IOM: 1,500 stranded South Sudanese to return home

The International Organisation for Migration (IOM) announced that about 1,500 South Sudanese stranded in Khartoum have left for Northern Bahr El Ghazal on Saturday.

The International Organisation for Migration (IOM) announced that about 1,500 South Sudanese stranded in Khartoum have left for Northern Bahr El Ghazal on Saturday.

According to an IOM report, the group leaving for Northern Bahr El Ghazal state are among the almost 20,000 South Sudanese who have been “stranded” in Khartoum for more than two years.

Without money to travel, many are living in the “semi-open”, in crude shelters made from cloth bags wrapped around metal crates, beds or other possessions, in conditions which the UN called “appalling.”

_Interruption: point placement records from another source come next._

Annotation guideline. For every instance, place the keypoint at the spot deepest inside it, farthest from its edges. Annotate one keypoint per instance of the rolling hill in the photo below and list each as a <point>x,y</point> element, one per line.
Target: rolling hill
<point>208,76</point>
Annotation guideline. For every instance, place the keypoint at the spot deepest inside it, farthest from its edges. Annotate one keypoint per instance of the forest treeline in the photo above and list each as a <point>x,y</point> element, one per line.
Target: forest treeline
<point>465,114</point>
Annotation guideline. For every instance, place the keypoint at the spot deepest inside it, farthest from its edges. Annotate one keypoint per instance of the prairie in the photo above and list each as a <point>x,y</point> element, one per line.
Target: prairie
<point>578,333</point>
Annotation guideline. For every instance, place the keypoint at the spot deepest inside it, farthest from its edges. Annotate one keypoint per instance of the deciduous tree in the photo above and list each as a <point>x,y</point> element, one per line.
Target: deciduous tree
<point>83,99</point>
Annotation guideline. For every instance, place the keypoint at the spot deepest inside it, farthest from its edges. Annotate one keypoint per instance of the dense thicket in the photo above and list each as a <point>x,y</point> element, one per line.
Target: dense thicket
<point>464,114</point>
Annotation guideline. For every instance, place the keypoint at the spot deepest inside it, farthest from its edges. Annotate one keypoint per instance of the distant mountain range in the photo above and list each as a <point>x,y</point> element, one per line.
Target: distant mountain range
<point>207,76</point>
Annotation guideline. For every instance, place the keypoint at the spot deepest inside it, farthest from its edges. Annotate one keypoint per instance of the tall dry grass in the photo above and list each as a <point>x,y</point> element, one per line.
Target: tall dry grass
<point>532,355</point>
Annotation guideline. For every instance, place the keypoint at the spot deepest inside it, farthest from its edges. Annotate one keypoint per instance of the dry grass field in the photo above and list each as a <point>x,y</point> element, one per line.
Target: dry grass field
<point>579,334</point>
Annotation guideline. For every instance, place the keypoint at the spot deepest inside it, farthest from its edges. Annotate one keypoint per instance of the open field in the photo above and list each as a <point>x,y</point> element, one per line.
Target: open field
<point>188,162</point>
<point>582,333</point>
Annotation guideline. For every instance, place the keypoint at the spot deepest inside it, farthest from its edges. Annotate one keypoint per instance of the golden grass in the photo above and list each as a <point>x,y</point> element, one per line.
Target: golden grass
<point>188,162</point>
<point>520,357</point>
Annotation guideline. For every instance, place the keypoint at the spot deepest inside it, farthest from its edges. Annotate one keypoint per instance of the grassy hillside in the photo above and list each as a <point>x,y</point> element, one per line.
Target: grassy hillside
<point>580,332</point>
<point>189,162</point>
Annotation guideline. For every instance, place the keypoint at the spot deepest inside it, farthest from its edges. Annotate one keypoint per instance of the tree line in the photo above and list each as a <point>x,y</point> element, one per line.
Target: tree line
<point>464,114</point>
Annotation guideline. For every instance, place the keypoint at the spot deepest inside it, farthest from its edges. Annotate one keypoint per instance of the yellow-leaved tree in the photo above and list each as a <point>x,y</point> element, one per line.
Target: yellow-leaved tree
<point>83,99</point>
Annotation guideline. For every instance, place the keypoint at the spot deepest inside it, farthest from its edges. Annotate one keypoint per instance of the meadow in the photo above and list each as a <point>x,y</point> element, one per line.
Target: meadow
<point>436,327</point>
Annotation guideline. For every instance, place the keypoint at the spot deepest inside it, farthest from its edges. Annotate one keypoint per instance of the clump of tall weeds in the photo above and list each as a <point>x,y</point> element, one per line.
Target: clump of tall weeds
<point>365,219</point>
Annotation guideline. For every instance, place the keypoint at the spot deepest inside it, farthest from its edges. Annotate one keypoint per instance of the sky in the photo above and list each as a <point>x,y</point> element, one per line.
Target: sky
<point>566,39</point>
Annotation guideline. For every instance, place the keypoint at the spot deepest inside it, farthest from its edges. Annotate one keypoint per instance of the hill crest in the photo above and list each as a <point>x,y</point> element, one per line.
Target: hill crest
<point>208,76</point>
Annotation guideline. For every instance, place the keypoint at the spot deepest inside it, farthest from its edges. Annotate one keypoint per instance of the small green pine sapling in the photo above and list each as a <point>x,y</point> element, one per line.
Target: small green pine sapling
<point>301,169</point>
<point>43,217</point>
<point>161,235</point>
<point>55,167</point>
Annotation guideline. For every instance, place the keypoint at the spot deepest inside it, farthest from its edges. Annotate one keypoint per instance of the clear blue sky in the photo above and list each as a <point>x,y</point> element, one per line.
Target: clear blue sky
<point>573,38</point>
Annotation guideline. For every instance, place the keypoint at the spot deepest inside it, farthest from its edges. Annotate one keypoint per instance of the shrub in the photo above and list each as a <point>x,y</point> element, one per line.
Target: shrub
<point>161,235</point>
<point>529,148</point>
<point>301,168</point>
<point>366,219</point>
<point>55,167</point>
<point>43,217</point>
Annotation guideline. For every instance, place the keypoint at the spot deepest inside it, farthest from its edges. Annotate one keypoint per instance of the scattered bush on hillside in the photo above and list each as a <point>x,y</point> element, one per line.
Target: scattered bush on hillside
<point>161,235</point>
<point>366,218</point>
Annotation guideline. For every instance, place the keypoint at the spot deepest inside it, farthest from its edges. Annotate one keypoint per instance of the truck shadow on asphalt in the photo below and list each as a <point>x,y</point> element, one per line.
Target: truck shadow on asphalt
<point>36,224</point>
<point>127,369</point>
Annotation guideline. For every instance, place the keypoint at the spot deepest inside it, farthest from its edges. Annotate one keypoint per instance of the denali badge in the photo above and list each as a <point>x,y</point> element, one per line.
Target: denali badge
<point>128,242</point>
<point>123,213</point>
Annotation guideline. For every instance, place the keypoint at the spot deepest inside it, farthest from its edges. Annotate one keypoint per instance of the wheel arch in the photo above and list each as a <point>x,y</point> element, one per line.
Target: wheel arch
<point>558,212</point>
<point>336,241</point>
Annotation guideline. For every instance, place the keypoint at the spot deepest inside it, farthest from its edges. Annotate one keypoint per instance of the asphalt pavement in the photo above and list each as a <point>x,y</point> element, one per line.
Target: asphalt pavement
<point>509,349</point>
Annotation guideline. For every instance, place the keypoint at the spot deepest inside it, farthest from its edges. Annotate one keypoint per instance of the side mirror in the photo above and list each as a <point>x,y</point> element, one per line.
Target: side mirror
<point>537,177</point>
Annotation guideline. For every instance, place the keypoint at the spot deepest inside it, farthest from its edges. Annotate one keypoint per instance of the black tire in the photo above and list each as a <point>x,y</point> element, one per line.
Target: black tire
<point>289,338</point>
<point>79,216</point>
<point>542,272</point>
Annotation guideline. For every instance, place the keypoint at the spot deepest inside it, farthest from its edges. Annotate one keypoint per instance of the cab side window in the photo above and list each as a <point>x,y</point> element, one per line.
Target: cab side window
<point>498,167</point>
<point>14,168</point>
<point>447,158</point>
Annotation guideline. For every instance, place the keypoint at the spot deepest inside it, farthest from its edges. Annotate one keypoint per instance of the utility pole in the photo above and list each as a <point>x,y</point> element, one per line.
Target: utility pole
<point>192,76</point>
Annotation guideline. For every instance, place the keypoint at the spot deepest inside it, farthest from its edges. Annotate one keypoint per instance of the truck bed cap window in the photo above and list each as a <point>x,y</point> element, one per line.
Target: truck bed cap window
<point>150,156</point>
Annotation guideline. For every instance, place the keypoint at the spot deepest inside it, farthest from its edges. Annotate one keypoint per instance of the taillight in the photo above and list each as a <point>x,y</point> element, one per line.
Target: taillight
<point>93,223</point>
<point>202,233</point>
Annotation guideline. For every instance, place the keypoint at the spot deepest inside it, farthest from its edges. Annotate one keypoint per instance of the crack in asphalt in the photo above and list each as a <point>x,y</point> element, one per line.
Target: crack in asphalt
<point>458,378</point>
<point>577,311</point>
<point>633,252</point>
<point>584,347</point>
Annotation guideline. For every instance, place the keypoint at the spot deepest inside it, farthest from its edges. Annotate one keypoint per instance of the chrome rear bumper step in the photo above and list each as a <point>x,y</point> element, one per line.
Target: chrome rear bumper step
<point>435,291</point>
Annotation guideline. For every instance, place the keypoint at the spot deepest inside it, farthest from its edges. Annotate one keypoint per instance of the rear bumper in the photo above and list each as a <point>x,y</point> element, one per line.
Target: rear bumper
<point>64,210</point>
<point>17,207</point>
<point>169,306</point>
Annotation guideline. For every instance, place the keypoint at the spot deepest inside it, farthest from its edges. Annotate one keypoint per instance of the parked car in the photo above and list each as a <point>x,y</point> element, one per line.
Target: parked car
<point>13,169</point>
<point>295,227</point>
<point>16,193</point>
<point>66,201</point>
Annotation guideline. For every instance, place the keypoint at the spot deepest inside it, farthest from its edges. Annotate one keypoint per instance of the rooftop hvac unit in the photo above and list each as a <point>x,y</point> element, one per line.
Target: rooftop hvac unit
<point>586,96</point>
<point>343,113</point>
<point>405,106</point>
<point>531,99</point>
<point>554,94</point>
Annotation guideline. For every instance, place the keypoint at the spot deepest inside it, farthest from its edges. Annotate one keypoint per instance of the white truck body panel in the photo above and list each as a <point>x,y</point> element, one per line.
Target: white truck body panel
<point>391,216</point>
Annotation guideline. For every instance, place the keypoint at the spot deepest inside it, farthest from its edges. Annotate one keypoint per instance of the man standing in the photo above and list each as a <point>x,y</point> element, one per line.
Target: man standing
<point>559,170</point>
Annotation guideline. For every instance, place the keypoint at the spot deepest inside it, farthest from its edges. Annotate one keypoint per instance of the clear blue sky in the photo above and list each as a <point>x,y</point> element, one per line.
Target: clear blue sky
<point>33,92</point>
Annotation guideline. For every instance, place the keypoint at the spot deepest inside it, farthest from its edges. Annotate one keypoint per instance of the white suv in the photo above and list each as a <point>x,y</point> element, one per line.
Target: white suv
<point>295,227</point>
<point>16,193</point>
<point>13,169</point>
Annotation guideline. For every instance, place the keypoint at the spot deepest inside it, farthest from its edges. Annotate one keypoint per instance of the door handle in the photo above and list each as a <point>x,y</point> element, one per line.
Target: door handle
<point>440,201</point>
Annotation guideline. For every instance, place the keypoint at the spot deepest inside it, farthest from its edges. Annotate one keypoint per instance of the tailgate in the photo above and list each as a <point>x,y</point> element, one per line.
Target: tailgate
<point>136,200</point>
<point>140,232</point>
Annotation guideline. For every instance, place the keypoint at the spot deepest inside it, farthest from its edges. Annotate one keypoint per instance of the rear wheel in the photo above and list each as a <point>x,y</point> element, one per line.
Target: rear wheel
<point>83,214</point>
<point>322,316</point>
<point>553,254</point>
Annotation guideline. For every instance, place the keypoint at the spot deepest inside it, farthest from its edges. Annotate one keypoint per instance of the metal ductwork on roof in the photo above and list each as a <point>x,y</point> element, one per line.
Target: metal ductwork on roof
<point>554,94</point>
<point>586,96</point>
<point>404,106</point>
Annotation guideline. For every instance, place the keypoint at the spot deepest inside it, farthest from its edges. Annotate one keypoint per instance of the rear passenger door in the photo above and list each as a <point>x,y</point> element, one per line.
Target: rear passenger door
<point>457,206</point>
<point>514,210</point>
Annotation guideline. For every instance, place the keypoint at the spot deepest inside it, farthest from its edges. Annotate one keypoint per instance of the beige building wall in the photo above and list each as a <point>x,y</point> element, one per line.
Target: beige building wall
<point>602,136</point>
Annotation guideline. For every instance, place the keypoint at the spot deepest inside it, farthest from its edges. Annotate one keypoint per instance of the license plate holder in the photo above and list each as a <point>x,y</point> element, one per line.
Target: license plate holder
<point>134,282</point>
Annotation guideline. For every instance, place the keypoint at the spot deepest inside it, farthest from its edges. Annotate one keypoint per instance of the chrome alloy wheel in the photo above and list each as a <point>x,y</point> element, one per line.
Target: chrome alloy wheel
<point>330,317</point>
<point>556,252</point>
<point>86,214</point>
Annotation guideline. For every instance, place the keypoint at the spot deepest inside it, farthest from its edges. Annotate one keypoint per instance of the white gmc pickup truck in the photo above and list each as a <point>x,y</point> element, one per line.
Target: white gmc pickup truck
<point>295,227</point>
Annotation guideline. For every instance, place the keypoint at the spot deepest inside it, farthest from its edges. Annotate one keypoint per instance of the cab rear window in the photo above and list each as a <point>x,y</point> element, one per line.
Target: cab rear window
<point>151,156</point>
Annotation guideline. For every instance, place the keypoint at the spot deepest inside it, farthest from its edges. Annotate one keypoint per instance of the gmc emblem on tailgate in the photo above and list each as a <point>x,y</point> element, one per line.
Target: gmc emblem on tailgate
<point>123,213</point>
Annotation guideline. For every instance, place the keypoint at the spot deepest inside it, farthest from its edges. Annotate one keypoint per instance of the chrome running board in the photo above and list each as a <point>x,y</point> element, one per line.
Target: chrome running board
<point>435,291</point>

The Geneva-based IOM, with 155 member countries, in November appealed to donors for $10.5 million to support the Sudanese and South Sudanese governments in providing “safe and dignified” transport for the 20,000 Southerners still in Khartoum. However, the donors did not respond and IOM is to use its own resources to provide buses and trucks for Saturday’s convoy.

The initiative is led by the governments of Sudan and South Sudan, which have agreed to provide security.

The convoy was the first major repatriation for months, following a September summit between Sudan’s President Omar El Bashir and his South Sudanese counterpart Salva Kiir.